A little more about these dependencies:

calaccess_raw
This app downloads and extracts the raw data files exported each night from the CAL-ACCESS database. The app then loads these files into your Django project’s database with minimal transformations. For more details, see the django-calaccess-raw-data section.
calaccess_scraped
This app scrapes the CAL-ACCESS website and loads additional data not included in the nightly exports. For more details, see the django-calaccess-scraped-data section.
opencivicdata.core
This app includes Django models and admin panels for the core data types of the Open Civic Data specification, including Person, Organization, Post and Membership.
opencivicdata.elections
This app includes Django models and admins panels for election-related data types that have been provisionally included in the Open Civic Data specification.

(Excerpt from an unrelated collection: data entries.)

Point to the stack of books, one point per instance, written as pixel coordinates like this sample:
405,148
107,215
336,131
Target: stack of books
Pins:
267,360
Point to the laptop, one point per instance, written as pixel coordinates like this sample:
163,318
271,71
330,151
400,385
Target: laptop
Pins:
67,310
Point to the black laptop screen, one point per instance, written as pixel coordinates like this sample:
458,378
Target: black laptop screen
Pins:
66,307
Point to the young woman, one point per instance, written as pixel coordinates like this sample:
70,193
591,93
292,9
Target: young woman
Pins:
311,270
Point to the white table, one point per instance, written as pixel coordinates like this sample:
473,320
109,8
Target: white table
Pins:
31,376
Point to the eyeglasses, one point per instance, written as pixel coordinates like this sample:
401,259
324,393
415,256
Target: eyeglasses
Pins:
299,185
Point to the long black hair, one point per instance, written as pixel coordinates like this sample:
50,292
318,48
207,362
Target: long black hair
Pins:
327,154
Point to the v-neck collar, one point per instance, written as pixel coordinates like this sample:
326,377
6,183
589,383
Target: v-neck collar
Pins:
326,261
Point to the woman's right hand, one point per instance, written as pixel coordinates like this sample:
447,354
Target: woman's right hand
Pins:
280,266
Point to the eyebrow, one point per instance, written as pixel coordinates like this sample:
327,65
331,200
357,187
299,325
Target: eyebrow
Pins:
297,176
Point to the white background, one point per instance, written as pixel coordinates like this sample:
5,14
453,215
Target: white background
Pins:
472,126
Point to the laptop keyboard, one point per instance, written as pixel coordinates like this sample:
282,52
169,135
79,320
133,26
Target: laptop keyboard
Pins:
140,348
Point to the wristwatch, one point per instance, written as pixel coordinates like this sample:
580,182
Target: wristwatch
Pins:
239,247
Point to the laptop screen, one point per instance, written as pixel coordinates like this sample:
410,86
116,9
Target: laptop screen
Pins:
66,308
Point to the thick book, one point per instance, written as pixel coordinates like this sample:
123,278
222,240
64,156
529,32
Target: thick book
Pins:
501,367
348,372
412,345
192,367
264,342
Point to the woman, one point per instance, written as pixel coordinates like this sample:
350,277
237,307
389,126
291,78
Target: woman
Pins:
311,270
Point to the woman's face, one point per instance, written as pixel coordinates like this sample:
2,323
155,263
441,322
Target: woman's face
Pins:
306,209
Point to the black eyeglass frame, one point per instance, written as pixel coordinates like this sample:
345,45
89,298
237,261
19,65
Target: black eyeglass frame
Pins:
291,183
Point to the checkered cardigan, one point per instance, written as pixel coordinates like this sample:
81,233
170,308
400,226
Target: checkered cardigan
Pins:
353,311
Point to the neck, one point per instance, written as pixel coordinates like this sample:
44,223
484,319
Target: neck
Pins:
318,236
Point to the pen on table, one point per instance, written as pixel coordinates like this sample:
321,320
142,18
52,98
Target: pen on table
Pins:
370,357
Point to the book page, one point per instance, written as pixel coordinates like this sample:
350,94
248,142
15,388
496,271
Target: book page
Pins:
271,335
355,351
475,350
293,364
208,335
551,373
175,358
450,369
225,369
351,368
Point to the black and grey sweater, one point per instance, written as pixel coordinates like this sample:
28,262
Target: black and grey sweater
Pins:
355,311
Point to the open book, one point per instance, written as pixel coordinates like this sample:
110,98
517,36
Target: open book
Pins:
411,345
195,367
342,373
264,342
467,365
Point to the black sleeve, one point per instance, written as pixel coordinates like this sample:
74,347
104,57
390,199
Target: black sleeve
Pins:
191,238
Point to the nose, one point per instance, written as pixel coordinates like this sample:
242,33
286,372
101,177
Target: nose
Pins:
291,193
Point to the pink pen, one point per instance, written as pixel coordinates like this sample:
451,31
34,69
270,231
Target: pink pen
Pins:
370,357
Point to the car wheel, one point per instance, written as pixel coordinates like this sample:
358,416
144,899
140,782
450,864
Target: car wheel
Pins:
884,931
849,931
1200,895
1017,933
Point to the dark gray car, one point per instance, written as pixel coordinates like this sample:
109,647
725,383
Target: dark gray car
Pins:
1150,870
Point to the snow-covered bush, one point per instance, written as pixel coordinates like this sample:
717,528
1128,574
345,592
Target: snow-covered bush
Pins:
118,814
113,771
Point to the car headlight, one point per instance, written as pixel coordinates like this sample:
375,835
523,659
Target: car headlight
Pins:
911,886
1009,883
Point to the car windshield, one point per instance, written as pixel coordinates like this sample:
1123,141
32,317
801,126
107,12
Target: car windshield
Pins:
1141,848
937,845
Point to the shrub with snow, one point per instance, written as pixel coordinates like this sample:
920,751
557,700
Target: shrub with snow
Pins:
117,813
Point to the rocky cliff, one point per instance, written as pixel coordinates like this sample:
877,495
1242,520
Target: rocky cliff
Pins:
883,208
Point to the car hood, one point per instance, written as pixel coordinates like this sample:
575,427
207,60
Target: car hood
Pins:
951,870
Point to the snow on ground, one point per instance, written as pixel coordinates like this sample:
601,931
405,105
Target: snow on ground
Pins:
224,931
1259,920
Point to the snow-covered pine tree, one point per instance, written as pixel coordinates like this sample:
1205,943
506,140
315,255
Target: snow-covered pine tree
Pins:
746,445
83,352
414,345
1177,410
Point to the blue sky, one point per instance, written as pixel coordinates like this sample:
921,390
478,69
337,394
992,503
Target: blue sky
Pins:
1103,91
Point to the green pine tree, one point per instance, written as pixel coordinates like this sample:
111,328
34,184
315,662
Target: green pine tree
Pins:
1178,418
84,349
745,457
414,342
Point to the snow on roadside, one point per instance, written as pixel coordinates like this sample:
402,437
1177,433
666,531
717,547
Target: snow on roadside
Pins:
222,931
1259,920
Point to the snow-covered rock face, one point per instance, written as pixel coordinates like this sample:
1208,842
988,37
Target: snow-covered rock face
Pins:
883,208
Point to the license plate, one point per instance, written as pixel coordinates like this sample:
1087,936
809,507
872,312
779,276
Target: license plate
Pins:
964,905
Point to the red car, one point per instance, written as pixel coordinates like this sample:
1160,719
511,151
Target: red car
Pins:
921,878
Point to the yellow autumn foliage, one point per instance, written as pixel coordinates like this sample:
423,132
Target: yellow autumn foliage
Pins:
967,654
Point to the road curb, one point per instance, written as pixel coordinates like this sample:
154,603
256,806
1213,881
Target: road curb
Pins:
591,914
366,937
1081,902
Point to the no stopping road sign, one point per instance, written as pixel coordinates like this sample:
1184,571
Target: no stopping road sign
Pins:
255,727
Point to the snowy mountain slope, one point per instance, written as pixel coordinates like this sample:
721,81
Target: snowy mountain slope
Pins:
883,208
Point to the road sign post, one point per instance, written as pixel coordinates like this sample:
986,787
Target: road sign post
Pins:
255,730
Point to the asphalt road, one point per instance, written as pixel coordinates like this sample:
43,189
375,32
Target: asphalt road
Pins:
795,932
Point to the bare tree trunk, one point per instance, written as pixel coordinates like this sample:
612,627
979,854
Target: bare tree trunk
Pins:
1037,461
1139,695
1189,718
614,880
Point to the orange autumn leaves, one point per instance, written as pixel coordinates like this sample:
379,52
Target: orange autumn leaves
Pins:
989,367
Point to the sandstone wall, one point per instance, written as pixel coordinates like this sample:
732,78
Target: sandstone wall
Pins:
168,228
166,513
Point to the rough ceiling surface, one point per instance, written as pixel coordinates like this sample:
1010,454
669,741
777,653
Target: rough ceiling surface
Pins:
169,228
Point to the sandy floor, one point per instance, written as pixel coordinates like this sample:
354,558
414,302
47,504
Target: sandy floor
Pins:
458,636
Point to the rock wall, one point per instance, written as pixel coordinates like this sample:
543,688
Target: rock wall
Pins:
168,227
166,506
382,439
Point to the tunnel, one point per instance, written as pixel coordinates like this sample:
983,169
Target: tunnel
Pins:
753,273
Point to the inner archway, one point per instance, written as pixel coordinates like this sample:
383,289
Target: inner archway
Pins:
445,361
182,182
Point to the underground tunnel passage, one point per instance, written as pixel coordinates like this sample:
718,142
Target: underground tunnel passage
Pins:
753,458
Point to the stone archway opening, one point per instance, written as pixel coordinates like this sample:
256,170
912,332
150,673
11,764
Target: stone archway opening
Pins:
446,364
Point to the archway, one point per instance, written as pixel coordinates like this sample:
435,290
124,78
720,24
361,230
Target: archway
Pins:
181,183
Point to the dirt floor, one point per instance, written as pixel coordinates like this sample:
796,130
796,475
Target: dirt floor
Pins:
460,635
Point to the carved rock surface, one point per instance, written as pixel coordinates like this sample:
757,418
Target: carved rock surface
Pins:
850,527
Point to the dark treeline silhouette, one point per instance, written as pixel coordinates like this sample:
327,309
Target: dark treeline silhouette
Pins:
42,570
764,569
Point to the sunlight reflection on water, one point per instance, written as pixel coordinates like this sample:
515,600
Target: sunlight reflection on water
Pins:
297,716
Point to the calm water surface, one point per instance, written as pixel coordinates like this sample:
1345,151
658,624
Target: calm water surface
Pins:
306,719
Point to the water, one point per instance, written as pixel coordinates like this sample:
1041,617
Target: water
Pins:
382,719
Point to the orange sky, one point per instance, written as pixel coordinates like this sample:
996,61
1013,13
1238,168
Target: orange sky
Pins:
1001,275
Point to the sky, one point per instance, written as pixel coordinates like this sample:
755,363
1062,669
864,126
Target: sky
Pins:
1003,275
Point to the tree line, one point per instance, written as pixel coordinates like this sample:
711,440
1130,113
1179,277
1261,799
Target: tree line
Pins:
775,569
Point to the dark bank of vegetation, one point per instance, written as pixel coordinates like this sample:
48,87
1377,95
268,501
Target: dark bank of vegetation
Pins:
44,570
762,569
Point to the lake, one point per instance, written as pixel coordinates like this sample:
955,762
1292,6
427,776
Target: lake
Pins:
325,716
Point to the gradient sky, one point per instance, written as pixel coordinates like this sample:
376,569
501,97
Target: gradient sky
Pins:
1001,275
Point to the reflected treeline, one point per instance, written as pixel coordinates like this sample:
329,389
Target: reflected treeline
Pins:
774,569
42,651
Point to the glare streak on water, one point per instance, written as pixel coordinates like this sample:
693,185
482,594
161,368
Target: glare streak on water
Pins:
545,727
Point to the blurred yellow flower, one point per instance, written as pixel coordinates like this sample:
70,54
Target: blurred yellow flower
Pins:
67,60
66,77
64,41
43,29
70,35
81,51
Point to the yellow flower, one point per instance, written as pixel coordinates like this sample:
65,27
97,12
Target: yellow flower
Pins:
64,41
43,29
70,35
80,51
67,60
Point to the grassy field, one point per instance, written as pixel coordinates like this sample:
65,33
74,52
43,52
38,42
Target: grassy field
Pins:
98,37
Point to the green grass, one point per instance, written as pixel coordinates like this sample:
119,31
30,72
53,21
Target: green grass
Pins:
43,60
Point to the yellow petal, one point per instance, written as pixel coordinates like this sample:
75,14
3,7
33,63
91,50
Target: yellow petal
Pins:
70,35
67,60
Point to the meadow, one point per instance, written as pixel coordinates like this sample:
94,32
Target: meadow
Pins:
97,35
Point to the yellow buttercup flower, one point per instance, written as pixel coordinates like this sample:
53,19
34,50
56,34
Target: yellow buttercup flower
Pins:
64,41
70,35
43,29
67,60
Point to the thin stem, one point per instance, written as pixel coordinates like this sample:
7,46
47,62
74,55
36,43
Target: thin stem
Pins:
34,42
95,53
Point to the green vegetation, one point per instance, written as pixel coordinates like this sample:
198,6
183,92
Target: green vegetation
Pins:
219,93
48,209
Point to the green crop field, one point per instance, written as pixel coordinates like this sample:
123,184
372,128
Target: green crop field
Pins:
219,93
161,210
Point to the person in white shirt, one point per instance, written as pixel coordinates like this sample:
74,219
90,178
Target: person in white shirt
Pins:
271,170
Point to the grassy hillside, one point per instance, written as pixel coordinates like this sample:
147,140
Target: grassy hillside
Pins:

Connecting to a local database

Also in the settings.py file, you will need to configure Django so it can connect to your database.

Note

Unlike a typical Django project, this application only supports PostgreSQL database backends. This is because we enlist specialized tools to load the immense amount of source data more quickly than Django typically allows. We haven’t developed those routines for SQLite and the other Django backends yet, but we might someday.

Before you begin, make sure you have a PostgreSQL server installed. If you don’t, now is the time to hit Google and figure out how. The official PostgreSQL documentation is another good place to start.

Once that’s handled, add a database connection string like this to your settings.py.

DATABASES = {
    'default': {
        'NAME': 'calaccess_processed',
        'ENGINE': 'django.db.backends.postgresql_psycopg2',
        'USER': 'your-username-here',
        'PASSWORD': 'your-password-here',
        'HOST': 'localhost',
        'PORT': '5432'
    }
}

Return to the command line. This will create a PostgreSQL database to store the data.

$ createdb calaccess_processed

Note

If you’d prefer to load the CAL-ACCESS outside your default database, check out our guide to working with Django’s system for multiple databases.


Loading the data

Now you’re ready to create the database tables with Django using its manage.py utility belt.

$ python manage.py migrate

Once everything is set up, the updatecalaccessrawdata command will download the latest bulk data release from the Secretary of State’s website and load it into your location database.

$ python manage.py updatecalaccessrawdata

Warning

This will take an hour or more. Go grab some coffee.

Because the nightly raw export is incomplete, we have to scrape additional data from the CAL-ACCESS website. Use the scrapecalaccess command to kick off this process, either after updatecalaccessrawdata finishes or in a separate terminal window:

$ python manage.py scrapecalaccess

Once the raw CAL-ACCESS data is loaded and the scrape has finished, you can transform all this messy data and load into a more simplified structure with the processcalaccessdata command:

$ python manage.py processcalaccessdata